The advantage of the Leeds-Keio ligament is that it is more stretchable than other types of slings. The ligament expands up to 10 cm in circumference according to stool size and can contract quickly after evacuation; thus, it can function like the anal sphincter. Moreover, its size is exclusively designed for use in the Thiersch procedure, and the surgeon can obtain an appropriate caliber by tying the attached thread tightly. Therefore, it is not necessary to insert a finger or other instruments into the rectum, and the procedure can be completed more cleanly. These properties contribute to smooth rectal evacuation, anal continence, and reproducibility of the proper caliber. However, we found that the ligament tapes that were removed due to infection in patients with rectal prolaps were less elastic and stiffer than those at the time of insertion[16]. We speculate that this is due to the effects of infection and mesh structure of the tape, which makes it adherent to surrounding tissues. Therefore, we expect that stretchable materials having a smooth surface and long-lasting elasticity will be developed as alternatives to mesh materials.

This study was limited by its small sample size and its retrospective design. In addition, all patients were ≥70 years of age, and their quality of life was not formally assessed. About half of the patients had concomitant anorectal diseases, which themselves can cause FI. Therefore, our results may have inadvertently included the therapeutic effects of treating these diseases with ALTA injection therapy[22]. Further, our study reports early clinical results; therefore, additional studies with a larger number of patients and longer follow-up periods are necessary to confirm the effectiveness and reliability of the procedure.

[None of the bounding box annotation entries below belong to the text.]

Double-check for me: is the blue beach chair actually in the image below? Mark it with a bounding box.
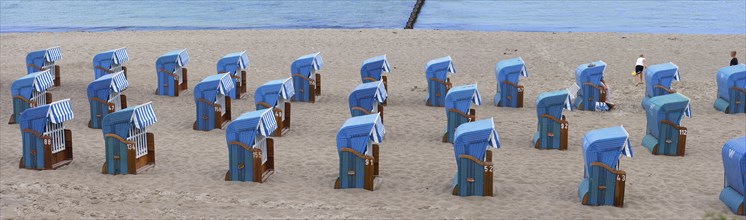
[494,57,528,108]
[217,50,249,99]
[88,71,129,129]
[715,64,746,114]
[254,78,295,137]
[642,93,691,156]
[532,90,572,150]
[642,62,681,108]
[425,56,456,106]
[225,109,277,183]
[334,114,386,191]
[193,73,236,131]
[290,53,324,103]
[155,49,189,96]
[348,81,388,123]
[441,84,482,143]
[93,47,129,79]
[8,70,54,124]
[26,47,62,86]
[578,126,632,207]
[570,61,614,111]
[101,102,158,175]
[452,118,500,196]
[18,99,74,170]
[720,136,746,215]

In conclusion, anal encirclement with the Leeds-Keio ligament is technically simple and can be performed under local or regional anesthesia; thus, the procedure is widely applicable in elderly patients with FI and a patulous anus. In addition, patients with comorbidities such as rectal intussusception or mucosal prolapse, which are common in the elderly with a relaxed anus, can be concurrently treated with injection sclerotherapy. Our results suggest that the artificial ligament provides a physiologic sphincter mechanism and anal reinforcement. Accordingly, this technique may be an important surgical option for patients with FI and a patulous anus.

Conflicts of Interest

There are no conflicts of interest.

Author Contributions

Tatsuya Abe contributed to the concept and design, data acquisition and analysis, and drafted and revised the manuscript; Masao Kunimoto, Yoshikazu Hachiro, Shigenori Ota, Kei Ohara, and Mitsuhiro Inagaki contributed to data acquisition, revised the manuscript, and approved the final version.

Approval by Institutional Review Board (IRB)

This research was approved by the institutional review board of Kunimoto Hospital (approval code, K16-002).

Disclaimer

Tatsuya Abe is one of the Associate Editors of Journal of the Anus, Rectum and Colon and on the journal's Editorial Board. He was not involved in the editorial evaluation or decision to accept this article for publication at all.